Plaintiff claims that defendant infringed on its patent consisting of a sealed body constructed of a water-permeable material, which allows flow of a fluid through the sealed body, was properly construed to mean that water-permeable material was the means through which fluid could flow through the sealed body. The district court construed the claim element "sealed body is constructed of a water-permeable material which allows flow of a fluid through said sealed body to produce a tea extract from said tea composition" as "the portions of the sealed body into which fluid flows and out of which fluid flows are water-permeable material allowing flow of a fluid through said sealed body to produce a tea extract from said tea composition. The district court concluded that the defendant’s K-Cups did not literally infringe because the K-Cups do not have a "water-permeable material" for water to flow into the sealed bodies. The district court also found that Teashot "waived its right to raise the doctrine of equivalents by failing to timely disclose it as an infringement theory." The district court therefore entered summary judgment of non-infringement in favor of Green Mountain.

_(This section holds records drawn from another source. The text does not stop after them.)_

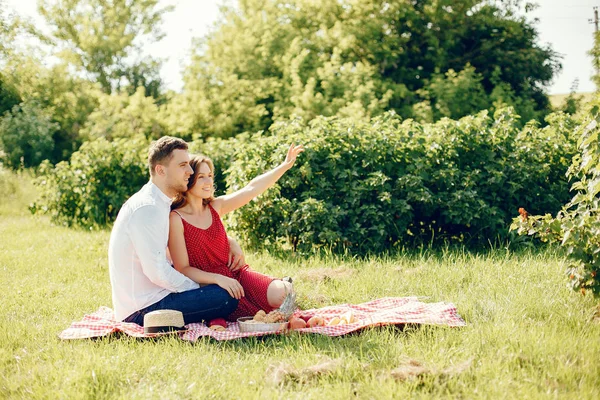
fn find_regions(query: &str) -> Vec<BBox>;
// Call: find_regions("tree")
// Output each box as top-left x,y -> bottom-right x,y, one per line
176,0 -> 560,136
81,87 -> 165,141
38,0 -> 173,93
4,53 -> 101,163
0,102 -> 58,168
0,0 -> 21,116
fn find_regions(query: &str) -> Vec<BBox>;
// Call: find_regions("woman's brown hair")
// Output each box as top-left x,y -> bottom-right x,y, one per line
171,154 -> 215,210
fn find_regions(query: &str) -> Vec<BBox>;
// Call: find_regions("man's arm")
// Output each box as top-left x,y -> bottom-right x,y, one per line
128,206 -> 199,292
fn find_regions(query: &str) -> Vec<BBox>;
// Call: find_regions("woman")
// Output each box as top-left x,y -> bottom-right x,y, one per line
169,144 -> 304,321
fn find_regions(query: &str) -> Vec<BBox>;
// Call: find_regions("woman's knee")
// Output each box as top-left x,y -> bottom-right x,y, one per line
267,279 -> 292,308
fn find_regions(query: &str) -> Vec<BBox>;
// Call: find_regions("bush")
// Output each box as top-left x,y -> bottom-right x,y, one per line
81,87 -> 165,140
31,136 -> 149,227
189,133 -> 249,196
511,104 -> 600,297
0,102 -> 58,168
227,109 -> 575,252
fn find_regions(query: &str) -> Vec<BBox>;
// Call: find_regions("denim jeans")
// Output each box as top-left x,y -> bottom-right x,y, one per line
124,285 -> 238,326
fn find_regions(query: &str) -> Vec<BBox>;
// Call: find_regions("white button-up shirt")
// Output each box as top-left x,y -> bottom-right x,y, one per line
108,181 -> 199,321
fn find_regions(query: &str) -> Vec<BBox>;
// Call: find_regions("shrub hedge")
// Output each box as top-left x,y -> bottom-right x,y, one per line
227,109 -> 575,252
30,136 -> 150,228
511,98 -> 600,297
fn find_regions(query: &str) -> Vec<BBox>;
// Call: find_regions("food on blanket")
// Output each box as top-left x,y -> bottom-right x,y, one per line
340,310 -> 358,325
265,310 -> 287,323
252,310 -> 287,324
210,325 -> 227,332
306,315 -> 325,328
208,318 -> 227,332
290,317 -> 306,329
327,310 -> 358,326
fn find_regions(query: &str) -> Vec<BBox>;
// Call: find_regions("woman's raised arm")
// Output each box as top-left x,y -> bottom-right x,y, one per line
212,144 -> 304,216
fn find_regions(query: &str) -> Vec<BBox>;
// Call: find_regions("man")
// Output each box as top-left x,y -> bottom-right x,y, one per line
108,136 -> 243,325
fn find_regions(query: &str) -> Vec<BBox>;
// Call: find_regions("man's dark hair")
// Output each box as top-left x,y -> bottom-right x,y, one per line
148,136 -> 188,175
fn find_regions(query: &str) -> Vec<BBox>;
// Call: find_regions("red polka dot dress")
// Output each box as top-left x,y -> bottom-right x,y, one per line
175,205 -> 274,321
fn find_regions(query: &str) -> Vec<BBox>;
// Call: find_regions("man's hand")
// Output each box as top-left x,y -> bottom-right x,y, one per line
215,275 -> 245,300
227,237 -> 246,271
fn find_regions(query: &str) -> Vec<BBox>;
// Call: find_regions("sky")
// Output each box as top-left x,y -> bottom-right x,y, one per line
5,0 -> 600,94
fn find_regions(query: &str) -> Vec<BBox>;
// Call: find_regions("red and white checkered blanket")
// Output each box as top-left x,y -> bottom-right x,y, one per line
59,297 -> 466,342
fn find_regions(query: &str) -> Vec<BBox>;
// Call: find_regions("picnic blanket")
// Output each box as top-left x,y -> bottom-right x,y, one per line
59,297 -> 466,342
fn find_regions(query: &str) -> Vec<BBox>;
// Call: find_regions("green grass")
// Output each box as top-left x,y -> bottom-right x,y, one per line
0,170 -> 600,399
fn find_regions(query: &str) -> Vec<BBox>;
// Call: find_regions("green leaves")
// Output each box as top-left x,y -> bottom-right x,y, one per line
227,109 -> 575,253
511,99 -> 600,297
0,101 -> 58,169
30,136 -> 149,228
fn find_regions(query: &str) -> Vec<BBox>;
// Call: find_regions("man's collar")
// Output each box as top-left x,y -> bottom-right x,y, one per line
148,179 -> 173,205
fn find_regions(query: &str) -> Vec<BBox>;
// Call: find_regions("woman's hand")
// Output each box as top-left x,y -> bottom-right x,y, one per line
215,275 -> 245,300
227,237 -> 246,271
282,143 -> 304,169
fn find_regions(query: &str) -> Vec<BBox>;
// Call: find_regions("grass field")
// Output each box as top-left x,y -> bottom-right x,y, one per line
0,170 -> 600,399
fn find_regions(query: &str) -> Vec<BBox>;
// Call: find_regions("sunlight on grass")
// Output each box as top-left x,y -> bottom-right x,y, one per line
0,170 -> 600,399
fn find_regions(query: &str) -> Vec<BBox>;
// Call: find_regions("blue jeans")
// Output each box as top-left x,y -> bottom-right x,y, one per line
124,285 -> 239,326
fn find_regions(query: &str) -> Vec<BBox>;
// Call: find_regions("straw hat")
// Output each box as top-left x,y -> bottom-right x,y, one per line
144,310 -> 185,333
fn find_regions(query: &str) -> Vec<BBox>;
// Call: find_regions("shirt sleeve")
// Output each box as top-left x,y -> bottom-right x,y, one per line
129,206 -> 200,292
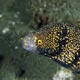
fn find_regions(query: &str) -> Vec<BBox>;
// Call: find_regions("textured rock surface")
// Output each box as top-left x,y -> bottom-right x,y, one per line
0,0 -> 80,80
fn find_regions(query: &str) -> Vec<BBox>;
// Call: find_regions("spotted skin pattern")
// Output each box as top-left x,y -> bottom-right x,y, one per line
35,23 -> 80,72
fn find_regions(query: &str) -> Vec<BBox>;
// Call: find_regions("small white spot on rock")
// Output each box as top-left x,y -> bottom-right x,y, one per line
2,27 -> 9,34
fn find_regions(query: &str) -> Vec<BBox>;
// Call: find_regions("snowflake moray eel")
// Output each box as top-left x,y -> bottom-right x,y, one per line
22,23 -> 80,73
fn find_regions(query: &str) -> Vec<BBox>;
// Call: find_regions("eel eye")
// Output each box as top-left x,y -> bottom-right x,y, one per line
38,40 -> 42,45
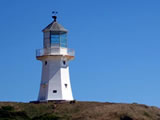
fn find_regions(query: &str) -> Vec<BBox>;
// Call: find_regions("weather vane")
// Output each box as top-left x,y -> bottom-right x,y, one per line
52,11 -> 58,22
52,11 -> 58,16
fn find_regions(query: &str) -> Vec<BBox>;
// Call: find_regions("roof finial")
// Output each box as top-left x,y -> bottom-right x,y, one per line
52,11 -> 58,22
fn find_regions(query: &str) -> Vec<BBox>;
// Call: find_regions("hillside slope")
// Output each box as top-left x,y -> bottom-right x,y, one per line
0,102 -> 160,120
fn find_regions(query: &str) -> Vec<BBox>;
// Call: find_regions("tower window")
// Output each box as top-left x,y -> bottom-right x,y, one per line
63,61 -> 66,65
64,84 -> 67,88
53,90 -> 57,93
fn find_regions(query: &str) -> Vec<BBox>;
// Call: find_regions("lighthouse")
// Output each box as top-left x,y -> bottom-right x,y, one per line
36,15 -> 74,101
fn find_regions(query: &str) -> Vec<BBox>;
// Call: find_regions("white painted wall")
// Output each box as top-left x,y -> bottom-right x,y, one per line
38,56 -> 73,101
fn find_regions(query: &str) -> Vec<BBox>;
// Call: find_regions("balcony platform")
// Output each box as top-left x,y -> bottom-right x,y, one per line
36,47 -> 75,60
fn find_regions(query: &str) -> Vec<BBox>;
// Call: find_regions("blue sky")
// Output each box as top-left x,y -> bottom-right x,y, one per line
0,0 -> 160,107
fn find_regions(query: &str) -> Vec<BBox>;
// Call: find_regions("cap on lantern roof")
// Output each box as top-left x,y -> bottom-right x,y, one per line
42,16 -> 68,33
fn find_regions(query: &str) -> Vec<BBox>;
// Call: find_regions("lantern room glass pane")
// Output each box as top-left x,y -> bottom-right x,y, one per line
51,35 -> 60,46
60,34 -> 67,47
51,34 -> 67,47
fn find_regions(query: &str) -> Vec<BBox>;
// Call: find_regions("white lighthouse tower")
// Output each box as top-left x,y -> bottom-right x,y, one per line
36,16 -> 74,101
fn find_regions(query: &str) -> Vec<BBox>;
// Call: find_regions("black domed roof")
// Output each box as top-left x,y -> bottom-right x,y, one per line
42,21 -> 68,33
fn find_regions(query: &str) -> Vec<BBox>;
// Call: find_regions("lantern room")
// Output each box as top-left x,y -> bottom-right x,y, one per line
43,16 -> 68,48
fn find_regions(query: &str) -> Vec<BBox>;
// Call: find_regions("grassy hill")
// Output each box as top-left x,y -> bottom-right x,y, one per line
0,102 -> 160,120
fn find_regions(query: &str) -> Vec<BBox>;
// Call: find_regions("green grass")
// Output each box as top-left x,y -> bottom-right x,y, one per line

(a) Was there literal infringement of the patent? (b) Did defendant waive its right to raise the doctrine of equivalents?
(a) No; (b) Yes
(a) Literal infringement requires that every limitation set forth in a claim must be found in an accused product, exactly. There is no literal infringement since plaintiff admitted that defendant’s lid is not water impermeable, while plaintiff’s lid is water permeable. Teashot also does not dispute the following admission that the mere puncturing of the K-Cup lid fails to transform the material into a water-permeable material. Teashot contends that a factual dispute remains as to whether the K-Cup's lid, once punctured, becomes a "water-permeable material." Teashot cites no support in the record that a skilled artisan would consider "water-permeable material" to encompass material not permeable to water but having merely a puncture hole. Teashot's unsupported arguments—especially against its admissions quoted by Green Mountain—create a genuine factual dispute sufficient to survive summary judgment; (b) The district court then found that "[i]t is undisputed that Plaintiff did not include the doctrine of equivalents in its original infringement contentions, served on May 1, 2012, and again failed to include this theory in its March 7, 2013 supplement." Teashot's violation of the scheduling order is the basis for the district court's conclusion that "Plaintiff waived its right to raise the doctrine of equivalents by failing to timely disclose it as an infringement theory." Teashot's assertion on appeal that it "fully complied with the Scheduling Order" is not supported by any showing that it disclosed any doctrine of equivalents theory by the deadline in the scheduling order.